Exercer le commerce ambulant en Mairie de Bujumbura, c’est accepter de jouer le jeu du chat et de la souris avec les policiers. Les vendeurs des fruits et légumes du centre-ville, et les vendeurs de friperies dans les quartiers sont les plus visés. Notre collègue Prosper Niyonkuru a fait immersion chez les commerçants ambulants, et témoigne combien ils/elles préfèrent braver les sanctions pour survivre.

Des chasses par les policiers, des tortures, du déversement de leurs marchandises, les vendeuses ambulantes dans le centre-ville en mairie de Bujumbura ne savent pas à quel saint se vouer. Nous sommes lundi 7 février 2022. Je passe au centre-ville de Bujumbura. Il est 14 heures, et le soleil tape fort. La circulation est intense comme d’habitude devant la place communément appelée Plaza. Des femmes, dont quelques-unes sont avec leurs bébés, vendent des fruits, des légumes et d’autres produits alimentaires.

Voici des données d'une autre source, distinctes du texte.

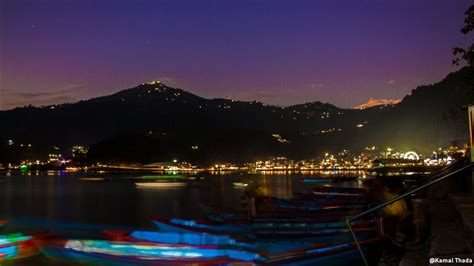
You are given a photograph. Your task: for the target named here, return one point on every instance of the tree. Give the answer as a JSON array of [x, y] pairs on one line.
[[466, 54]]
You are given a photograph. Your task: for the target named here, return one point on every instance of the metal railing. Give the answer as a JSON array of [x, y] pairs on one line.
[[397, 198]]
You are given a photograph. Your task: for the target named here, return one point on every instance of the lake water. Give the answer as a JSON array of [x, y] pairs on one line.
[[51, 200], [116, 201]]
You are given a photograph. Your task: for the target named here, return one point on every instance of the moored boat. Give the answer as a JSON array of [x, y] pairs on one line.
[[160, 184], [139, 253], [111, 252]]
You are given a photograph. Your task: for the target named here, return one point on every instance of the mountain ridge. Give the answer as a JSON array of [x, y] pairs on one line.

Tout à coup, ces jeunes femmes vendeuses ambulantes se mettent à courir subitement à toute vitesse. Les unes se sauvent les mains bredouilles, laissant leurs marchandises sur les lieux. D’autres les cachent en dessous de véhicules garés avant de se fondre dans la masse tout en suivant ce qui se passe comme si de rien n’était. L’alerte a été donnée, il y a des policiers dans les parages et il faut sauver à tout prix son gagne-pain. Les policiers ne sont pas dupes. Ils parviennent à débusquer ces marchandises de leur cachette temporaire. Après quelques minutes, une jeune femme, cœur palpitant, vient le supplier : « Chef, je t’en supplie, donne-moi mes mandarines, c’est tout ce que j’ai ». Le policier fait durer ces supplications alternant avec quelques remontrances, rappelant que ce commerce est illégal au centre-ville. Un jeune homme à côté, Jean Mukeshimana, me murmure à l’oreille : « J’ai cessé de vendre des friperies au centre-ville par crainte d’être arrêté par la police ».

Scène habituelle

Des scènes pareilles sont légions. Il suffit de jeter un œil sur les réseaux sociaux. Estelle Ndikuriyo, avec un panier d’oranges sur la tête, confie : « Je fais ce commerce ambulant d’arachides la peur au ventre, surveillant tous les côtés pour ne pas se faire prendre par les policiers ». Rencontré tout prêt de la banque BCB, je décide de lui acheter quelques arachides pour continuer la conversation. « Cela fait 5 ans que je gagne ma vie en faisant ce petit business. Les policiers ne nous lâchent pas d’une semelle. Quand ils nous attrapent, ils nous embarquent et saisissent toutes nos marchandises, et dans ce cas, nous devons accepter de puiser dans nos maigres capitaux et bénéfices pour payer une lourde amende, ou verser des pots-de-vin afin d’échapper à la confiscation ou la destruction totale des marchandises », poursuit Estelle, avec larmes aux yeux.

Absence de choix

Le commerce ambulant est interdit par la mairie depuis 2017. Les autorités de la commune de Mukaza ont demandé à ce que ces commerçants aillent travailler dans des marchés reconnus, mais en vain. C’est ainsi que la police use de tous les moyens pour les renvoyer. Reconnaissant cette interdiction, ces commerçantes disent n’avoir pas d’autres choix. Elles expliquent que leurs capitaux sont minimes pour s’installer dans les marchés. « Nous ne sommes pas heureuses de travailler dans ces conditions, mais malheureusement, nous n’avons pas de capitaux. Comment pouvons-nous nous installer dans le marché avec un capital de 20.000 BIF alors que nous devons payer une place à plus de 100.000 BIF par mois », se demande Aline Nzisabira, une vendeuse de légumes interrogée.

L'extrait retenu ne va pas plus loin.